I want to rebase my local master branch on top of origin/master, but I want to preserve the merge commit G. When I tried simply doing a git rebase origin/master while at master it squashed D..E as G and committed that with the commit message of E, so the history that there was a merge was lost. Is there some way of preserving this merge while still getting the rebase? For clarity, my intended result is:

A-B-C-I-F-G-H  master
 \       /
  D-----E      branch-b
up vote 44 down vote accepted

Add --preserve-merges to your rebase command. In case there were conflict resolutions in your merge, add 'recursive theirs' strategy as a parameter as well.

  • 11
    or simply -p. – Michael De Silva Sep 2 '11 at 15:33
  • 6
    For absurd detail on what will happen with this flag, see also my answer at stackoverflow.com/questions/15915430/…. – Chris Sep 30 '13 at 20:03
  • 4
    Can you elaborate why recursive theirs will help in this case? Merge commit G could have been created using a different conflict resolution strategy, could it not? – Nils_M Dec 10 '15 at 12:13

This isn't going to be very pretty but I think you can do it.

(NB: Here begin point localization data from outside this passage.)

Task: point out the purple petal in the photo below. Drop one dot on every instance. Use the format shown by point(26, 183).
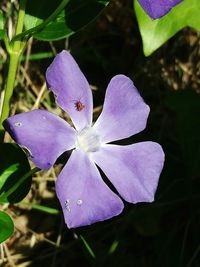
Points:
point(158, 8)
point(134, 170)
point(124, 111)
point(71, 89)
point(42, 134)
point(84, 197)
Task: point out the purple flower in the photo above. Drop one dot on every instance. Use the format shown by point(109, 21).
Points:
point(158, 8)
point(133, 169)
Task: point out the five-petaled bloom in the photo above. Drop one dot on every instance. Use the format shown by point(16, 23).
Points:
point(158, 8)
point(134, 170)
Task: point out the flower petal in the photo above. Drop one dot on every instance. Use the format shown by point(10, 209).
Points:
point(42, 134)
point(158, 8)
point(71, 89)
point(134, 169)
point(84, 197)
point(124, 112)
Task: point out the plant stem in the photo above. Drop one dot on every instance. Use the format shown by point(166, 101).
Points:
point(18, 183)
point(15, 52)
point(39, 208)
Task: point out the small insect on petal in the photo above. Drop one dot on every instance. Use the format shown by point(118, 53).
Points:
point(79, 105)
point(18, 124)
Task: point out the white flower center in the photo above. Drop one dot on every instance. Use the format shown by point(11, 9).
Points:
point(88, 140)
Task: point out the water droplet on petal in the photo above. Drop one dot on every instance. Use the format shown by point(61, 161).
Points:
point(67, 205)
point(27, 151)
point(79, 202)
point(18, 124)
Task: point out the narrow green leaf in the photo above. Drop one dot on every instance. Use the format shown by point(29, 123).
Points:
point(156, 32)
point(2, 22)
point(53, 20)
point(6, 226)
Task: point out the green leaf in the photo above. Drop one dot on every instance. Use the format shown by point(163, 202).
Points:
point(49, 20)
point(12, 167)
point(2, 22)
point(156, 32)
point(6, 226)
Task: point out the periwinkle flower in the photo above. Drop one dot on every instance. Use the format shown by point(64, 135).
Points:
point(158, 8)
point(134, 169)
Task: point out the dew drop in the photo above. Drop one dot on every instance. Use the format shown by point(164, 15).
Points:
point(18, 124)
point(67, 205)
point(79, 202)
point(27, 151)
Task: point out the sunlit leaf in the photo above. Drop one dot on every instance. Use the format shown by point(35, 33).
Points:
point(53, 20)
point(6, 226)
point(2, 27)
point(156, 32)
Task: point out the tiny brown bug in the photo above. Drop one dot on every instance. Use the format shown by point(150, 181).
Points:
point(79, 105)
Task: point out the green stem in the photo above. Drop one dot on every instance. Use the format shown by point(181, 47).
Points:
point(15, 52)
point(18, 183)
point(40, 208)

Rebase F onto the origin/master as your new master branch:

git checkout F
git checkout -b new_master
git rebase origin/master

Merge branch-b into your new branch:

git merge branch-b

Cherry pick the remaining H commit onto your new master branch:

git cherry-pick master

Delete your old master branch:

git branch -D master

Unfortunately you will also have to do the merge again (hopefully it doesn't take any manual merging).

I didn't actually try this out, so I would make a backup of the repository first, but I am pretty confident that you will get what you want. I also suggest opening up gitk --all and refreshing the tree with "F5" after each command so you can see what is changing.

Someone else should still post if they know of a more elegant way to do it.